Bref, c’est du BECKETT, c’est tordu,
retors, mathématique, formé et déformé en même temps. Les deux premières
courtes phrases du récit donnent le ton : « Je serai quand même bientôt tout à fait mort enfin. Peut-être le mois
prochain ». La mort comme obsession, même comme libératrice :
« Si je me remets à vouloir
réfléchir je vais rater mon décès ». Le narrateur est inquiet quand il
va bien. Hypocondrie excessive ? D’ailleurs je parle de narrateur, de
Malone en l’occurrence, mais qui me dit que c’est bien lui ? En tout cas
il va perdre une chaussure, il va la chercher.
Même pour les heures de la nuit et du jour
c’est approximatif « Car chez moi il
ne fait pas nuit, je le sais, ici il ne fait jamais nuit, quoi que j’aie pu
dire, mais il fait souvent moins clair qu’en ce moment, tandis que là dehors
c’est la pleine nuit, avec peu d’étoiles, mais suffisamment pour indiquer que
ce ciel noir est bien celui des hommes et non pas tout simplement peint sur la
vitre, car ça tremble, à la façon des vraies étoiles, ce qui ne serait pas le
cas si c’était peint ».
Le sexe me direz-vous ? Il y en a,
succulemment dépeint, quoique peu orgasmique : « On voyait alors Macmann qui s’acharnait à faire rentrer son sexe dans
celui de sa partenaire à la manière d’un oreiller dans une taie, en le pliant
en deux et en l’y fourrant avec ses doigts. Mais loin de se décourager, se
piquant au jeu, ils finirent bien, quoique d’une parfaite impuissance l’un et
l’autre, par faire jaillir de leurs sèches et débiles étreintes une sorte de
sombre volupté, en faisant appel à toutes les ressources de la peau, des
muqueuses et de l’imagination ».
« Malone meurt » est donc la
suite de « Molloy », tous deux parus en 1951 aux éditions de Minuit.

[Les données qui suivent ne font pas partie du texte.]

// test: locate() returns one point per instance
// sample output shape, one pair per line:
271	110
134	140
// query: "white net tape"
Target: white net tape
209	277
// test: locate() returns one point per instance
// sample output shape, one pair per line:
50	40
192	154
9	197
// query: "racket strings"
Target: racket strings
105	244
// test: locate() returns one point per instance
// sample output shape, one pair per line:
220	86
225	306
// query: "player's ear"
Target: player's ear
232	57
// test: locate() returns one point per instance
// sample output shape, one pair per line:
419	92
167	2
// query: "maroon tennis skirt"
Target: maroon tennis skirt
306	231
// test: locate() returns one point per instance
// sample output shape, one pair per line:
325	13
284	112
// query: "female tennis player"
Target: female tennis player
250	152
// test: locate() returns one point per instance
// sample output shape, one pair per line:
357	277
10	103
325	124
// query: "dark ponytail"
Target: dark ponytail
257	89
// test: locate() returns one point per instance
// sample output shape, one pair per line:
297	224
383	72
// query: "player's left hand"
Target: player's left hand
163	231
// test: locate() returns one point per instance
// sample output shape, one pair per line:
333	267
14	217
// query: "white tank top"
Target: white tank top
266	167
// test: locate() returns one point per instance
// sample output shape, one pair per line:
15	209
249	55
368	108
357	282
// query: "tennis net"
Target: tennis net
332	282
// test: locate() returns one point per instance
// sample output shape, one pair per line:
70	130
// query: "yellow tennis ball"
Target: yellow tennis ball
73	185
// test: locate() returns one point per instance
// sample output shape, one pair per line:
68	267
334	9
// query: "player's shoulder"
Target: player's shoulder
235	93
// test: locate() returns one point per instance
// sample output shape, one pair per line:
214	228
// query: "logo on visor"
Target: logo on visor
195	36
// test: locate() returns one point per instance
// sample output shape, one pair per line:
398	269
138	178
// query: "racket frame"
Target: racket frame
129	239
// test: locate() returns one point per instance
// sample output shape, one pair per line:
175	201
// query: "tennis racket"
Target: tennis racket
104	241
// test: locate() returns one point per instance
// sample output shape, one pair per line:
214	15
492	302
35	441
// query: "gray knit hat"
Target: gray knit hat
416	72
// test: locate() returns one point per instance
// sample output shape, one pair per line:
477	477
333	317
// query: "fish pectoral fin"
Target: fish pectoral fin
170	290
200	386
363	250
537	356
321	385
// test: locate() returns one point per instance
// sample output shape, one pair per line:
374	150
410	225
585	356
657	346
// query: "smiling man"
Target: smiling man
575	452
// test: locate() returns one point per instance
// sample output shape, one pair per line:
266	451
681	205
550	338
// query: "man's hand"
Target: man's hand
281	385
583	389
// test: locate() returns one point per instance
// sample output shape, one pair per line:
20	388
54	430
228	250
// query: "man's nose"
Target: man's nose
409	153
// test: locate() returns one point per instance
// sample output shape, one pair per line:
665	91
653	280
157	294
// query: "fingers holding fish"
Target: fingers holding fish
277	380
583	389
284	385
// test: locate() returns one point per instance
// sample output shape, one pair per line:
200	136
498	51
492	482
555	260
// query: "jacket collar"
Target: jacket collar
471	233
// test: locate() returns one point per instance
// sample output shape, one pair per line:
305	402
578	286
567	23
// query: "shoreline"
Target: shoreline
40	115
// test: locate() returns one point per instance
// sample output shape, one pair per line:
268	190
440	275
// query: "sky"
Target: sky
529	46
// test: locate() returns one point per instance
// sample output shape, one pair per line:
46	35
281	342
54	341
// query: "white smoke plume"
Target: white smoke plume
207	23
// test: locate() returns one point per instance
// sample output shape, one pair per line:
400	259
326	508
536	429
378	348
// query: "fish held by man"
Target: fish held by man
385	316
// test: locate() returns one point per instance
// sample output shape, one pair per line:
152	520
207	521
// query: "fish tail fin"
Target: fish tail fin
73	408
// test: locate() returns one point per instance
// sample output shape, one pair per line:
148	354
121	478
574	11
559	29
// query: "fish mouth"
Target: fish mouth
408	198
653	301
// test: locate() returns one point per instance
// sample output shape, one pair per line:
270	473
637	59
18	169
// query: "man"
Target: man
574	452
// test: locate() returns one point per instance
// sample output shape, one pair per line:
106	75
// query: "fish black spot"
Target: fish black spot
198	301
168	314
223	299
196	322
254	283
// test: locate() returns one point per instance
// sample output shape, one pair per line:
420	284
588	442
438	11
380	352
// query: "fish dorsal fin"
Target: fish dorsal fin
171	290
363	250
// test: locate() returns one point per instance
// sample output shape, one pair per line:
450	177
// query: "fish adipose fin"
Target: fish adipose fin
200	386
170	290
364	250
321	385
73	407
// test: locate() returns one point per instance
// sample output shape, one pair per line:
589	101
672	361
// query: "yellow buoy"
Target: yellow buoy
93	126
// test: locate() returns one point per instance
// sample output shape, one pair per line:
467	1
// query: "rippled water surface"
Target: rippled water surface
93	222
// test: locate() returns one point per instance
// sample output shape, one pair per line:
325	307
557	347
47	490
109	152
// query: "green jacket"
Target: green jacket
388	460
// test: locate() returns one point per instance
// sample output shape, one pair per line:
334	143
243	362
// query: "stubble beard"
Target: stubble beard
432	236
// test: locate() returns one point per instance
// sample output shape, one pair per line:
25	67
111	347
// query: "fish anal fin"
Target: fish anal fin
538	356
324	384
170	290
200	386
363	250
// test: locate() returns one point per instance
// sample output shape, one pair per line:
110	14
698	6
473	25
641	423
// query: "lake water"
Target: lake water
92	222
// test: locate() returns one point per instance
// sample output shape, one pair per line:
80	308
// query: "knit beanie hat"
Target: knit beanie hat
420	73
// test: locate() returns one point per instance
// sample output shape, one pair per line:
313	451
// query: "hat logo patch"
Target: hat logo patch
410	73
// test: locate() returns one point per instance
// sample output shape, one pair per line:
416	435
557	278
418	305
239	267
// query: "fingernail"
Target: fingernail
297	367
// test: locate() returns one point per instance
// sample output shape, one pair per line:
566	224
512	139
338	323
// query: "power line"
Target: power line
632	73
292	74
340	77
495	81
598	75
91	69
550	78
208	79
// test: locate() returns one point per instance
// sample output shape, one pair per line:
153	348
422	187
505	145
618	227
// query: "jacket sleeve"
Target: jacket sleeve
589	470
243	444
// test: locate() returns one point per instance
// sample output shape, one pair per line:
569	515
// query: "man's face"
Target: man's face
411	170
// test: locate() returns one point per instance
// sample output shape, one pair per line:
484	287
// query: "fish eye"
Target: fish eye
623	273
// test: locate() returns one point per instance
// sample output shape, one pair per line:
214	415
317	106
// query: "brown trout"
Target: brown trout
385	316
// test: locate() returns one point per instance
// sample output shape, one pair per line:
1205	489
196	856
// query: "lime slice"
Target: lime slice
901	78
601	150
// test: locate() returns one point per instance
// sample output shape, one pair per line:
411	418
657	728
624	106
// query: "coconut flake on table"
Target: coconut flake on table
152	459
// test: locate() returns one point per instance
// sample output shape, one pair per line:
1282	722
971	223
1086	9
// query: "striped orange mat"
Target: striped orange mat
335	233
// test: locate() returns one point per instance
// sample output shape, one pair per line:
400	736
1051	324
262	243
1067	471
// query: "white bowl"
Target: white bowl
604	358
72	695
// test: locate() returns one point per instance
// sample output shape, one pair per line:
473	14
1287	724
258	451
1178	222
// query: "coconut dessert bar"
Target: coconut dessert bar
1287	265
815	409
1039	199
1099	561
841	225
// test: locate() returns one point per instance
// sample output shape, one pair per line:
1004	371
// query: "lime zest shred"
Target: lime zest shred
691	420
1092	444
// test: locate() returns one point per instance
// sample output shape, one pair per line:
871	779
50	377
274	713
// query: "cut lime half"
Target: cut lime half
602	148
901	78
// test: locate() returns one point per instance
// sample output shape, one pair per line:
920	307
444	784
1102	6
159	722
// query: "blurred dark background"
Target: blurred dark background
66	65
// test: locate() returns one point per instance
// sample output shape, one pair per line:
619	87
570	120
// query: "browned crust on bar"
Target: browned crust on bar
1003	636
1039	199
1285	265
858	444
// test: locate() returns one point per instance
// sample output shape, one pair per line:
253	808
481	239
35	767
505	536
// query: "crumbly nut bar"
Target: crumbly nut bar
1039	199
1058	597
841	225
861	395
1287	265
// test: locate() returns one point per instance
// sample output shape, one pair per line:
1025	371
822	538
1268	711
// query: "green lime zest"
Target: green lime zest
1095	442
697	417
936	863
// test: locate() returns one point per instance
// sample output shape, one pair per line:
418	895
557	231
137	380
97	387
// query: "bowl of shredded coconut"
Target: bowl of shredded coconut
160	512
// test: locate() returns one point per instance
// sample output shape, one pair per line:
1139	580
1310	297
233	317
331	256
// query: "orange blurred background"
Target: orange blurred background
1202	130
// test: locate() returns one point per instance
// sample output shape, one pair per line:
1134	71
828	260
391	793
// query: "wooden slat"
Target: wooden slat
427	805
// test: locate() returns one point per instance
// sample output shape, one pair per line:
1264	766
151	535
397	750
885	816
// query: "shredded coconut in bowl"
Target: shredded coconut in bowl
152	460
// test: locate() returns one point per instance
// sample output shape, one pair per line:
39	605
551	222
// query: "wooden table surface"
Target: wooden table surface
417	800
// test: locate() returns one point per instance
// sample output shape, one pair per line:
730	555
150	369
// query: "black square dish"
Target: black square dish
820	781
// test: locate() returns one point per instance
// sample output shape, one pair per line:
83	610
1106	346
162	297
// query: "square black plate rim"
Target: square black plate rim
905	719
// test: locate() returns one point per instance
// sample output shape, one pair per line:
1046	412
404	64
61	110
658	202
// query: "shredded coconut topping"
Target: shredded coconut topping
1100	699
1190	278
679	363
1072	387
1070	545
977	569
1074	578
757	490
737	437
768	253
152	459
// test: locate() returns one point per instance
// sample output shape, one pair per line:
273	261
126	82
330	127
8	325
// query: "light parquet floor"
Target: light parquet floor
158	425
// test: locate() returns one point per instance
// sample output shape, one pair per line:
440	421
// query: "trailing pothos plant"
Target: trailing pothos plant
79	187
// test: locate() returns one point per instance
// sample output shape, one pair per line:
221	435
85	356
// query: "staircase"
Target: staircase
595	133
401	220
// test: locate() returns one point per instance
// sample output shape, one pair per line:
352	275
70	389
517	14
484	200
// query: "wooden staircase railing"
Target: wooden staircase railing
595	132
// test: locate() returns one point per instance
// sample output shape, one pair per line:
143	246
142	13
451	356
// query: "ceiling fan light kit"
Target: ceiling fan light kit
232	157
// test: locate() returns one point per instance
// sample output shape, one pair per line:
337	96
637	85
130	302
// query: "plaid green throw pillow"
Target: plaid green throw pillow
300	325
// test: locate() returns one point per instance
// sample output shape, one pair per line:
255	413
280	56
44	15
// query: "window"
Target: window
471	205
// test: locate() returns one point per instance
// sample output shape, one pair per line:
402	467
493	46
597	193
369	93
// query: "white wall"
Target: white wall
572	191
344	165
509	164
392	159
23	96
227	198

Un dernier volet viendra clore la trilogie en 1953 ; « L’innommable ».
Nous en reparlerons. Chaque chose en son temps. « Malone meurt » est d’ailleurs
une suite de « Molloy » sans en être vraiment une : les
personnages sont différents (quoique, peut-être uniquement les noms ont été
changés, qui sait ?) mais souffrent, de plus en plus. Dans « Malone
meurt » ils continuent de souffrir de la souffrance dans laquelle nous les
avions quittés à la fin de « Molloy ». Avec BECKETT, on ne sait
jamais vraiment ce qu’on lit, c’est décontenançant, ça peut même devenir irritant
tant on a le sentiment de se sentir encore plus ignorant qu’à l’habitude. Le
deuxième roman est peut-être moins drôle que le premier, la douleur en étant
plus vive. Mais il est bien sûr tout aussi absurde. L’ambiance kafkaïenne est
peut-être moins vive dans ce « Malone meurt » que dans d’autres
textes de BECKETT. Quoi qu’il en soit, si vous désirez vous confronter à votre
tolérance à la folie en période de lecture, tentez votre chance, puisque de
plus l’écriture est absolument superbe et exigeante jusqu’à la dernière ligne.
En attendant celle-ci (la dernière ligne si vous avez bien suivi), vous vous
poserez des questions, souffrirez peut-être de maux de tête, du dos (crispation
oblige). Je ne peux que vous souhaiter un bon voyage, mais faites attention aux
remous, ils pourraient bien vous faire passer par-dessus bord.